After a nearly three-year quest, a longtime Kyle resident finally succeeded Saturday in earning a place on the city council dais.
By securing close to 52% of the vote, Robert Rizo outlasted three other opponents to claim the unexpired District 3 at-large seat. Rizo will serve the final six-plus months of former city council member Shane Arabie’s term before the seat comes up for election again this November.
The moment came as a surprise for Rizo, who expected a possible runoff to occur with the volume of candidates in the running.
“It was a good result. The hard work all paid off,” Rizo said.
Rizo, a property management supervisor who’s lived in the area nearly all of his life, said he was initially excited when early voting results showed he had an early lead.
Despite low voter turnout, Rizo had a slim 78-vote advantage over former Kyle City Council member Stuart Kirkwood for the lead following the release of early voting numbers. Rizo’s cautious optimism turned to excitement when he received a 107 vote surge on Election Day, which helped him outlast Kirkwood for the seat.
Rizo, who spent 12 hours holding signs near each of the three Election Day polling sites, said he wasn’t sure how the race was going to go amid a late surge of participation at Chapa Middle School.
“You’re just not sure if that surge is in your favor or someone else’s,” Rizo said.
Winning the seat temporarily closes a nearly three-year trek for Rizo and his attempt for election to the Kyle City Council dais.
An initial run for Kyle City Council in 2017 was thwarted after Rizo, and city officials, discovered his address at the time wasn’t within city limits, even though Rizo and his family had been paying city taxes on the property.
A move to an address on his property that was within city limits allowed Rizo to make a second run at a city council seat in November 2018. Rizo, however, was defeated by Rick Koch in the race for the District 5 seat that year.
Rizo said that experience allowed him to block walk and meet residents and gain a firmer understanding of the issues.
Rizo translated that effort into his 2019 campaign, which began weeks after Arabie submitted his formal letter of resignation to the Kyle City Council, opening the seat up for a special May election.
Going door to door and making plenty of phone calls is what Rizo said helped spur his campaign and get people excited for Saturday.

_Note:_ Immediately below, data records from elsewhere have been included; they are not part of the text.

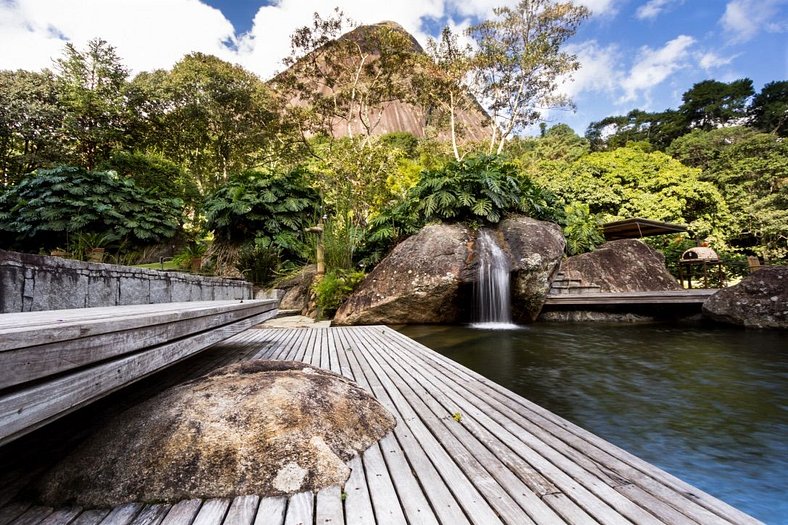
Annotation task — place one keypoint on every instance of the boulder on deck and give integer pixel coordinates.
(258, 427)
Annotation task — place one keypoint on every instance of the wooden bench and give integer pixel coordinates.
(53, 362)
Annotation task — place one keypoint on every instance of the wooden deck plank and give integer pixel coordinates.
(496, 497)
(212, 511)
(152, 514)
(183, 512)
(242, 511)
(13, 510)
(328, 506)
(300, 509)
(123, 514)
(523, 483)
(33, 516)
(598, 499)
(603, 298)
(26, 329)
(30, 408)
(271, 511)
(62, 516)
(692, 501)
(91, 517)
(33, 362)
(412, 498)
(443, 502)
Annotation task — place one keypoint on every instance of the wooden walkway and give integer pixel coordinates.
(631, 298)
(465, 450)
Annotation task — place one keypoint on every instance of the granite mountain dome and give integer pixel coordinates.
(389, 114)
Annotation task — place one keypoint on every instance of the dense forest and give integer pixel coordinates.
(206, 154)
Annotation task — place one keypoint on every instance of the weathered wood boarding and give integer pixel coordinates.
(54, 362)
(505, 461)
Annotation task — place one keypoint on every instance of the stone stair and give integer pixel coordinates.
(564, 284)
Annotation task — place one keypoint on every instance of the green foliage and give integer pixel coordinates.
(332, 290)
(49, 206)
(274, 206)
(259, 261)
(155, 173)
(582, 230)
(629, 182)
(769, 108)
(749, 168)
(477, 190)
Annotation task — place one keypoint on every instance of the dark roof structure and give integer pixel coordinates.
(637, 228)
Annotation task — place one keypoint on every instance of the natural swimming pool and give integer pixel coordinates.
(708, 404)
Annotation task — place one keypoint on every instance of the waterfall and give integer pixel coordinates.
(492, 287)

Giving residents a candidate who has been visible in the community and someone they could vote for was his goal.
“I hope it shows that I’m not afraid of hard work and I’m willing to serve this community,” Rizo said.
Preparing for the defense of his seat in November, however, circulated within Rizo’s mind soon after he got the news he won. Over the course of several hours after his win, Rizo said he drove around Kyle to pick up election signs in preparation for a possible November challenge.
Rizo plans to navigate the learning curve with joining the city council and hopes he can reach out to other city leaders to “try and move Kyle forward.”
Nothing is a gimme. You have to work hard and I’ll have to work just as hard in November,” Rizo said. “I’ll have to earn it.”